The Hong Kong Securities and Futures Commission (SFC) has received 18 applications for crypto virtual asset trading licenses from domestic and international bodies in over two months.
Hong Kong SFC granted Huobi HK, the Hong Kong subsidiary of the Huobi cryptocurrency exchange, a license to operate a trading platform for virtual assets on February 20, according to a local report. DFX Labs, Crypto.com, OKX, Bybit, and 18 other cryptocurrency exchanges submitted applications for the same license beginning in mid-November 2023.
Applicants for licensing must complete rigorous due diligence assessments, which may include a comprehensive financial audit surpassing the scope of proof of reserves. Web3 companies must invest up to $25 million to develop their applications for these licenses.
Furthermore, traditional brokerages, including the Chinese stock brokerage Tiger Brokers, have been drawn to Hong Kong by the recent clarity surrounding exchange licensing. The brokerage enhanced its Type 1 SFC license in January to permit cryptocurrency trading for Hong Kong-based professional investors and financial institutions.

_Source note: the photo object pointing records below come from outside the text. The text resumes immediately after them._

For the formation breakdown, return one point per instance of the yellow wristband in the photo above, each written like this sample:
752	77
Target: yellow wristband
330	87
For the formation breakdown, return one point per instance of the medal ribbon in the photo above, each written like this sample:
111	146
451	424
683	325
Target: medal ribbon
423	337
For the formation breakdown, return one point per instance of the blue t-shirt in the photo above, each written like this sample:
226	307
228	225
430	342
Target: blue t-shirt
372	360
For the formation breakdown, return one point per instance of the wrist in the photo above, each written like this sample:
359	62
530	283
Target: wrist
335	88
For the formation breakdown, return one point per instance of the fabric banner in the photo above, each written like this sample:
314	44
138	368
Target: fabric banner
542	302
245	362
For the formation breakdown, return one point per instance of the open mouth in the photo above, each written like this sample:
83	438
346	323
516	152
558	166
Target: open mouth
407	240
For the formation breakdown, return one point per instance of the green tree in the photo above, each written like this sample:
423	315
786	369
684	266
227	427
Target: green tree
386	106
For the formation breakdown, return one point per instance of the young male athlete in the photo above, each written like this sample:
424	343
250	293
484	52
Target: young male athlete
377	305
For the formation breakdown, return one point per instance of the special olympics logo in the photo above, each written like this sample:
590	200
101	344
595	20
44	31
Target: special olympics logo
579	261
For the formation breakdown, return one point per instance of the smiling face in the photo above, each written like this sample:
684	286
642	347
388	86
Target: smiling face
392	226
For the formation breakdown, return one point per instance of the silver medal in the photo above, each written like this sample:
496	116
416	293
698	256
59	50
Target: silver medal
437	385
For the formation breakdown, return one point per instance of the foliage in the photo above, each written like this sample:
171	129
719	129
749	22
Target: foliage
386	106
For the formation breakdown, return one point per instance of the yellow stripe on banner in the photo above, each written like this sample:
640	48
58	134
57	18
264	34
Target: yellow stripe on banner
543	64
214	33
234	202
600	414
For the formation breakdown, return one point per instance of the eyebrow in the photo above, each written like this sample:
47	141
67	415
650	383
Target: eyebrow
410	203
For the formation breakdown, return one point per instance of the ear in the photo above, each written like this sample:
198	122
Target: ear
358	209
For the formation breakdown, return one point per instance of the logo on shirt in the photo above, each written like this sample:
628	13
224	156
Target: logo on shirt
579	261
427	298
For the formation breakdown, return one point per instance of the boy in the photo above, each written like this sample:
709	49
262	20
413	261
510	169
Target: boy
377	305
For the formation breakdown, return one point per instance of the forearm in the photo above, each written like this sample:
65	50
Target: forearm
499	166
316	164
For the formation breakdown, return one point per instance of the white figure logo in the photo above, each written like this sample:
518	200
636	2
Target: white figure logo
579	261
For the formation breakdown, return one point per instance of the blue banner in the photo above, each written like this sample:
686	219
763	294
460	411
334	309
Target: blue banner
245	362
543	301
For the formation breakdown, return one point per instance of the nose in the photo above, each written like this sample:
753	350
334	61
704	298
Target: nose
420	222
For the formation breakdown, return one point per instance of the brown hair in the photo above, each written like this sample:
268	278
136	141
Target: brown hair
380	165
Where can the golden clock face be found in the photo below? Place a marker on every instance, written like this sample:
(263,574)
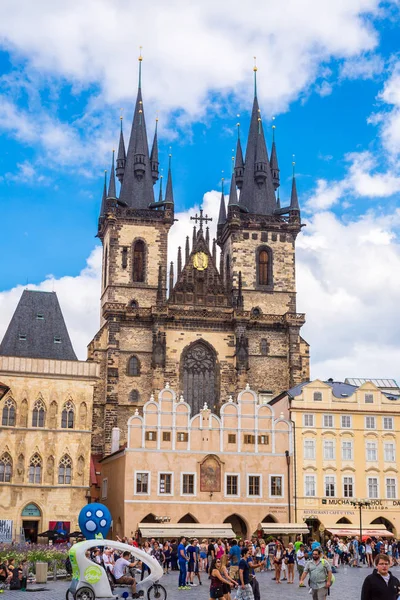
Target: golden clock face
(200,261)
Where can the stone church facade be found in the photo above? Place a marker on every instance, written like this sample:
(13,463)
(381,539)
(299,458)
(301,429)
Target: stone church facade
(224,322)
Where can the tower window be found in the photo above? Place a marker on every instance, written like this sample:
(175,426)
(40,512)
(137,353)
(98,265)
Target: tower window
(138,261)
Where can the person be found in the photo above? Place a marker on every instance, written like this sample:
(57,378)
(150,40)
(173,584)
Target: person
(381,584)
(217,580)
(119,572)
(245,591)
(320,573)
(182,562)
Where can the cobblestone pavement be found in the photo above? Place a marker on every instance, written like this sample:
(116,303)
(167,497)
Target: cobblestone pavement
(348,584)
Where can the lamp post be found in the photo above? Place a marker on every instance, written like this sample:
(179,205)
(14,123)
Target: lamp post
(360,504)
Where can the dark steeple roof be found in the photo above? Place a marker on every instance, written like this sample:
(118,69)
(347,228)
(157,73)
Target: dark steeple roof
(137,185)
(37,329)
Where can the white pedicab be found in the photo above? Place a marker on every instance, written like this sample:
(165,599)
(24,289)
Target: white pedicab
(91,580)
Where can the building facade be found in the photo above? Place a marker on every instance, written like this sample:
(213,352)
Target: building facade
(346,449)
(179,467)
(46,421)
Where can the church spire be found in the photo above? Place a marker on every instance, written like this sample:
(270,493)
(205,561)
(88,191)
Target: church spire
(137,185)
(121,156)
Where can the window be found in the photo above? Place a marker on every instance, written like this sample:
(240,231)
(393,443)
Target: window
(254,485)
(388,423)
(232,485)
(389,450)
(309,449)
(372,483)
(308,420)
(38,414)
(263,267)
(5,468)
(133,366)
(329,450)
(9,413)
(65,470)
(330,486)
(142,483)
(370,423)
(345,422)
(372,451)
(309,485)
(348,486)
(276,485)
(138,261)
(165,483)
(390,487)
(35,469)
(67,416)
(347,450)
(188,483)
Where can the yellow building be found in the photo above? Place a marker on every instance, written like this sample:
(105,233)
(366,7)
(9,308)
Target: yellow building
(346,444)
(180,468)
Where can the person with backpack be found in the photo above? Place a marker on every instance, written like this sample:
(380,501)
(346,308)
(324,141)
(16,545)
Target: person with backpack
(320,575)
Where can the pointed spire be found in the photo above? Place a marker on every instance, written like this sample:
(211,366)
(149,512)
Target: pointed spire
(121,156)
(222,208)
(169,196)
(179,261)
(111,187)
(274,161)
(154,156)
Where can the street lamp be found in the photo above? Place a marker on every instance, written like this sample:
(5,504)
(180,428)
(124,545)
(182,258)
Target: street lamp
(360,504)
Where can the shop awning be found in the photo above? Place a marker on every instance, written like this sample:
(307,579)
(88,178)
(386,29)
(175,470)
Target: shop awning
(190,530)
(284,528)
(372,530)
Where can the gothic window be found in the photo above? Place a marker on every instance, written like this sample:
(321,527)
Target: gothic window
(138,261)
(38,414)
(199,376)
(133,366)
(9,413)
(264,266)
(35,469)
(67,416)
(65,470)
(5,468)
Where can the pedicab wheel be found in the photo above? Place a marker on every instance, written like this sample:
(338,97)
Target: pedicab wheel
(85,593)
(157,592)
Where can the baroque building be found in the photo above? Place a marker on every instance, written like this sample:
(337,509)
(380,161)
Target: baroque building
(225,322)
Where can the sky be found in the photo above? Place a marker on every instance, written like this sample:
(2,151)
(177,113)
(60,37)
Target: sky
(328,78)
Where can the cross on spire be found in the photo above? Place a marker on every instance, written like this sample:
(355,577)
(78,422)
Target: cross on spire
(201,219)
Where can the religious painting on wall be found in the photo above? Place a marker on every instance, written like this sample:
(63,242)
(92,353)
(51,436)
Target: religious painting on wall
(210,475)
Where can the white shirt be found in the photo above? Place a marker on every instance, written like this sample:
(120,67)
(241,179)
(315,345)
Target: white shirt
(119,567)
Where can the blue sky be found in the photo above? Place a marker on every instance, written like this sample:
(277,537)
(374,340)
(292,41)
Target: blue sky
(329,74)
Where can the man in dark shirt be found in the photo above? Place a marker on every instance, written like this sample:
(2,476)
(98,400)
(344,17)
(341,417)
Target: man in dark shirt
(381,584)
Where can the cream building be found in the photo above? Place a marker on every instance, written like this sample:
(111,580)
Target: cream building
(46,421)
(177,467)
(346,450)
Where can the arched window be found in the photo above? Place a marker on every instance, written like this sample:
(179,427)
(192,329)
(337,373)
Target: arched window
(9,413)
(39,414)
(138,261)
(133,366)
(5,468)
(68,416)
(35,469)
(65,470)
(264,347)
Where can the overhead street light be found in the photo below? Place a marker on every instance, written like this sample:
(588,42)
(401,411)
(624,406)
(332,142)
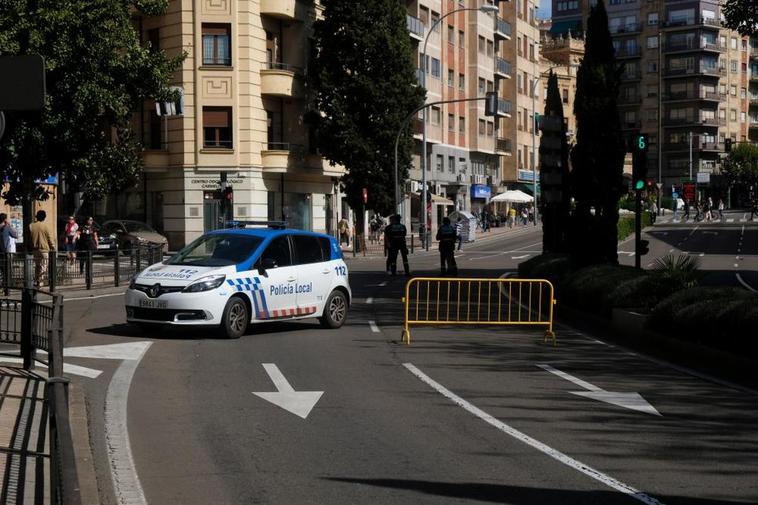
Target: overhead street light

At the time, John Fei Zeng, director and chief financial officer of Tiger Brokers, stated to Cointelegraph:
“Other than stocks and options, crypto is becoming an important asset class. It’s hence a natural extension of business as a broker-dealer to add a new asset class, and the underlying Web3 technology is also integrated with Tiger’s fintech background.”
On January 26, Harvest Hong Kong, a prominent fund manager in China, submitted the initial application to the Hong Kong regulator for a spot in the Bitcoin exchange-traded fund.
Hong Kong has established a minimum insurance requirement of 50% for licensed cryptocurrency exchanges that manage their client’s assets as the city prepares to adopt cryptocurrencies.
As OSL Exchange disclosed, the minimum insurance coverage requirement of 50% applies to all assets held in custody. Simultaneously, OSL announced that it had entered into a two-year collaborative agreement with Canopius, a syndicate of underwriters affiliated with Lloyds of London, to provide insurance coverage for 95% of the assets owned by its users.